Hi Mike,

W dniu 2012-08-14 10:30, Mike Unwalla pisze:
> For my projects, the only delimiter that I want is space. All other 
> delimiters can cause problems. A term can contain any character, including 
> space. (I know that at least one character must be a delimiter.)
>
> The following one-word terms are in my dictionaries. All the terms contain 
> full-stops or other symbols:
> .NET
> ASP.NET
> add-on
> Model-View-Controller
> project_directory/Client_routines.pm
> Bottom_hole_pressure
> %filechooser%
> Diagnostics>Qualities
> InfoPlus+
> Yahoo!
>
> Here are some multi-word terms that contain non-alphabetic characters:
> Yahoo! Babel Fish
> ISO/IEC 26514:2008
> <meta> tag
>
> Email addresses and website addresses contain these characters (and others):
> . @ / #
>
> Product names, company names, variables, values... they can contain almost 
> any characters.
>
> Wish list: give users the option to specify which characters are delimiters.

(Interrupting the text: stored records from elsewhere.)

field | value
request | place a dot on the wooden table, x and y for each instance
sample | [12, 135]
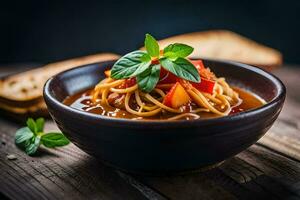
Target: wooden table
[268, 169]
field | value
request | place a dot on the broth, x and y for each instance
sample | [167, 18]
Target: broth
[82, 101]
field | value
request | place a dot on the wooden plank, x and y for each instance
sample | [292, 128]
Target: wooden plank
[253, 174]
[65, 173]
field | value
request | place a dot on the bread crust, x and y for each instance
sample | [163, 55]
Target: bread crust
[227, 45]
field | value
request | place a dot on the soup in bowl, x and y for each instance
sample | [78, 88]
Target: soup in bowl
[174, 125]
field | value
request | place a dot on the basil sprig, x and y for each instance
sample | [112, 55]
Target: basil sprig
[146, 65]
[31, 137]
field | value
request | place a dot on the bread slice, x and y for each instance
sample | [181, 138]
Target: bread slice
[27, 87]
[226, 45]
[21, 94]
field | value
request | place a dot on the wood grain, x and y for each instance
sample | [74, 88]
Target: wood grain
[269, 169]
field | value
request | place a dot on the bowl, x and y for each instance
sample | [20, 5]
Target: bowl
[159, 146]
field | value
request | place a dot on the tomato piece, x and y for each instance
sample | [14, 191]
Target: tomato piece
[198, 64]
[107, 73]
[176, 97]
[167, 77]
[205, 86]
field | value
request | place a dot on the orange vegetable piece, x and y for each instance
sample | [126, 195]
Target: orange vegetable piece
[176, 97]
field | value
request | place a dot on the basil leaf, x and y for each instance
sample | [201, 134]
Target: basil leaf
[54, 140]
[40, 124]
[32, 147]
[181, 68]
[178, 50]
[31, 125]
[149, 78]
[151, 46]
[23, 134]
[130, 65]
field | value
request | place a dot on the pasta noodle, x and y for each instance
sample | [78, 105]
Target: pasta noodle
[219, 102]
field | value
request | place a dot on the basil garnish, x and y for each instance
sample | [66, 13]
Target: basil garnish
[130, 65]
[29, 138]
[149, 78]
[145, 65]
[177, 50]
[151, 46]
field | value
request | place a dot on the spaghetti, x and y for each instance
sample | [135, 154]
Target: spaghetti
[125, 94]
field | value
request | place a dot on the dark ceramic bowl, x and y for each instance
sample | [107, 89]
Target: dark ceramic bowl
[164, 146]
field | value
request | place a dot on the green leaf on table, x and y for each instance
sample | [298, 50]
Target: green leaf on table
[33, 145]
[149, 78]
[40, 124]
[181, 68]
[52, 140]
[32, 125]
[151, 45]
[23, 134]
[130, 65]
[178, 50]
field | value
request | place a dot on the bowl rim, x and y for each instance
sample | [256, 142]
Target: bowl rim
[280, 96]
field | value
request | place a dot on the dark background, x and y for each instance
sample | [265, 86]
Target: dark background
[46, 31]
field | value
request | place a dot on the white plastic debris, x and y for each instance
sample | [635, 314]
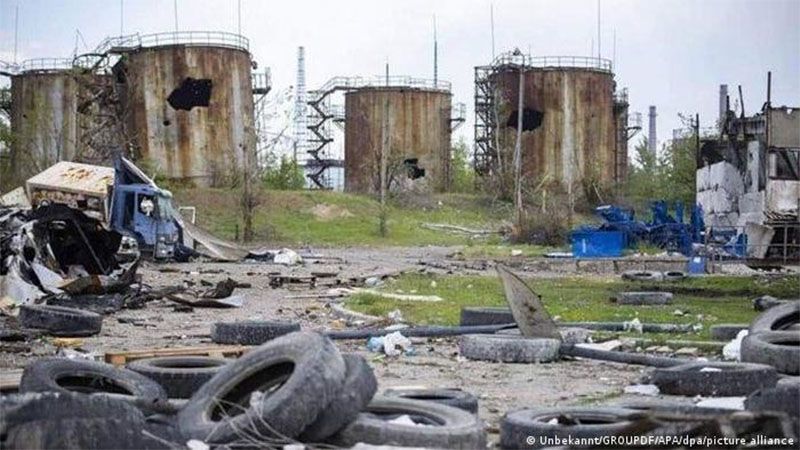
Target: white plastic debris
[633, 325]
[195, 444]
[736, 403]
[732, 350]
[287, 257]
[642, 389]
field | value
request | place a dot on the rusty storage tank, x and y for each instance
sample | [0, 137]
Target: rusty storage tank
[188, 101]
[419, 127]
[569, 122]
[44, 117]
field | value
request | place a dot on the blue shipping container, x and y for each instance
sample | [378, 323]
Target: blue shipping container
[597, 244]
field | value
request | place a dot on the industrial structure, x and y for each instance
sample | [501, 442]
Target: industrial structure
[748, 182]
[575, 124]
[179, 103]
[411, 118]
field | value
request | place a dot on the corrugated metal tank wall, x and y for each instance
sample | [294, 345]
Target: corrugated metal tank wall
[205, 145]
[576, 137]
[419, 123]
[43, 122]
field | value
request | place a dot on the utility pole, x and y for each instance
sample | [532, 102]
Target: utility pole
[518, 146]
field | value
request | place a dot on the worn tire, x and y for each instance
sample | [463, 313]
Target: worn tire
[784, 399]
[779, 349]
[250, 332]
[505, 348]
[451, 427]
[89, 377]
[735, 379]
[517, 426]
[60, 321]
[180, 376]
[358, 389]
[480, 315]
[726, 331]
[16, 409]
[777, 318]
[643, 298]
[305, 370]
[642, 275]
[449, 397]
[100, 304]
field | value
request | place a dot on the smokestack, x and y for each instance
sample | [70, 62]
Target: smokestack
[723, 103]
[651, 138]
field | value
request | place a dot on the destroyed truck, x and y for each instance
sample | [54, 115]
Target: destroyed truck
[123, 198]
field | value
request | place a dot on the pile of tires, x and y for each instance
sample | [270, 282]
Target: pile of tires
[295, 388]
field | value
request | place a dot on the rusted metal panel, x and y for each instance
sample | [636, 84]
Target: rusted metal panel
[206, 145]
[576, 139]
[419, 124]
[43, 122]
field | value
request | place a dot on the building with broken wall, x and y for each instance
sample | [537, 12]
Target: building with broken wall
[748, 182]
[180, 103]
[574, 122]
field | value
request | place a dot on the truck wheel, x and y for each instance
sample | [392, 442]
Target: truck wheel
[779, 349]
[250, 332]
[506, 348]
[718, 379]
[435, 426]
[449, 397]
[180, 376]
[60, 321]
[359, 387]
[301, 373]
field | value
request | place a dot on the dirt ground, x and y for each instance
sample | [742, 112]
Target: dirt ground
[500, 387]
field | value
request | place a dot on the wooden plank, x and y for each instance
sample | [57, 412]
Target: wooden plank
[9, 379]
[119, 358]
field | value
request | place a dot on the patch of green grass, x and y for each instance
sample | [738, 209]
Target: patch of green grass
[333, 218]
[582, 299]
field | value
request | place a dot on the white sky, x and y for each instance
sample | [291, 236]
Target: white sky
[669, 53]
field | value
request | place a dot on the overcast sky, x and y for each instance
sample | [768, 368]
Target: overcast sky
[669, 53]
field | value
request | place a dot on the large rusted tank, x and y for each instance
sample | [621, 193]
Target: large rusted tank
[44, 118]
[570, 130]
[417, 120]
[189, 105]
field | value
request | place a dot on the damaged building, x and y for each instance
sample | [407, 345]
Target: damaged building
[416, 117]
[748, 182]
[574, 121]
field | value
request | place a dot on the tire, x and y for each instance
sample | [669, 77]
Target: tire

As Dominique already mentioned, this is not a good solution. But you're 
trying to solve a different problem with it. Namely, all you need to 
have is a way to process multiword expressions into strings of elements 
for our rules. Your dictionaries, if they are static (and I believe they 
don't change during the checking of a single document) can be converted 
into a list of individual elements to be matched by a rule in LT. This 
can be achieved in numerous ways, the easiest of which is to:

(1) tokenize the terms using LT;
(2) generate the rules for LT based on the tokenized elements.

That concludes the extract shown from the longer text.